Histopathology further showed a significant reduction in vascular and chondrocyte numbers, a disorganized chondrocyte distribution, incomplete cell morphology with concomitant nuclear lysis and fragmentation in the tibial growth plate of broilers in the TD group, as shown in fig. 1D. After MOP treatment, the blood vessel infiltration of the tibial growth plate of the broiler chicken is remarkably increased, the chondrocytes are gradually repaired and regenerated, the arrangement is orderly, and only a small amount of mononuclear cells exist. The results show that MOP can restore adverse effects caused by broiler TD by increasing the weight of the tibia, restoring the structure of the tibia growth plate and promoting vascular infiltration of the tibia growth plate and developmental differentiation of chondrocytes.
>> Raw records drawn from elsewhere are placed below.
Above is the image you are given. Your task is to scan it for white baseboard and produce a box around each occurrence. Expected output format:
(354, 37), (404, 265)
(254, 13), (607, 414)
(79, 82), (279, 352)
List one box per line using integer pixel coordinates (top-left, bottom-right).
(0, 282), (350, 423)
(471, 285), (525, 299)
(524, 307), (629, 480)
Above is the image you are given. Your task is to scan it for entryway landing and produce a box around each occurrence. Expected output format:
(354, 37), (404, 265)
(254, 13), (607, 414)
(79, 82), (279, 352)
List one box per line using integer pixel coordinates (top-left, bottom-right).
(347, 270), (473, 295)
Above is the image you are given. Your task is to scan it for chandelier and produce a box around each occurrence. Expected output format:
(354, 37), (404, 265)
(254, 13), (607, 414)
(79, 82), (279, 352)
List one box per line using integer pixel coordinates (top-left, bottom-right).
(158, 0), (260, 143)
The results of tibial ash content and inorganic mineral content are shown in fig. 2A, and show that the ash content of the tibia of the broiler chicken in the TD group is significantly lower than that of the broiler chicken in the CON group and the MOP group (p < 0.05) on the 14 th day, and the difference is not significant on the 21 st day. The calcium content of the tibiae of the broilers in the TD group is obviously lower than that of broilers in the CON and MOP groups on 14 days and 21 days (p is less than 0.05). The phosphorus content of the tibia of the broilers in each group has no significant difference. Plasma ALP, calcium and phosphorus levels of broilers in each group were further examined (FIGS. 2B-D). Plasma calcium and ALP levels in broilers in TD were significantly lower than those in CON (p < 0.05) throughout the experimental period. On days 7 and 21, the plasma phosphorus level of the broilers in TD group is significantly higher than that of the broilers in CON group (p < 0.05). After MOP treatment, the plasma calcium and ALP levels of the broilers in the MOP group are both obviously higher than those of the broilers in the TD group (p is less than 0.05), and the plasma phosphorus level of the broilers in the TD group on the 21 st day is obviously lower than that of the broilers in the TD group (p is less than 0.05). The results show that MOP can increase the ash content in the tibia, relieve the calcium-phosphorus metabolic disorder caused by TD, and increase the activity of a bone formation marker ALP, thereby promoting bone formation.
As shown in FIG. 3, the influence of MOP on BMP-2, smad4 and Runx2 gene expression in tibial growth plate of broiler chicken is shown in FIG. 3, and the expression level of BMP-2, smad4 and Runx2 genes in tibial growth plate of broiler chicken in TD group is significantly lower than that of broiler chicken in CON group (p is less than 0.05) in the whole experimental stage. After MOP treatment, the expression levels of BMP-2, smad4 and Runx2 genes of tibial growth plates of the broilers in the MOP group are all obviously higher than those of the broilers in the TD group (p is less than 0.05). The results indicate that MOP promotes bone formation through the BMP/Smads signaling pathway.
Example 2
The method for improving the antioxidant capacity of TD broiler chicken by morinda officinalis polysaccharide comprises the following steps:
step one, selection of raw materials and breeding method
Same as example 1
Step two, sampling and measuring method
10 chickens were sacrificed by cervical dislocation at 7, 14 and 21 days, plasma samples were stored at 4 deg.C, 3000rpm for 10min and-20 deg.C after sterile collection of carotid vein blood, and the activities of Superoxide Dismutase (SOD) and Glutathione peroxidase (GSH-Px) and the content of Malondialdehyde (MDA) in the plasma were measured by ELISA kit. The expression of antioxidant related genes SOD and GPX-1 in the tibial growth plate is detected by RT-qPCR, and the specific steps are the same as the example 1.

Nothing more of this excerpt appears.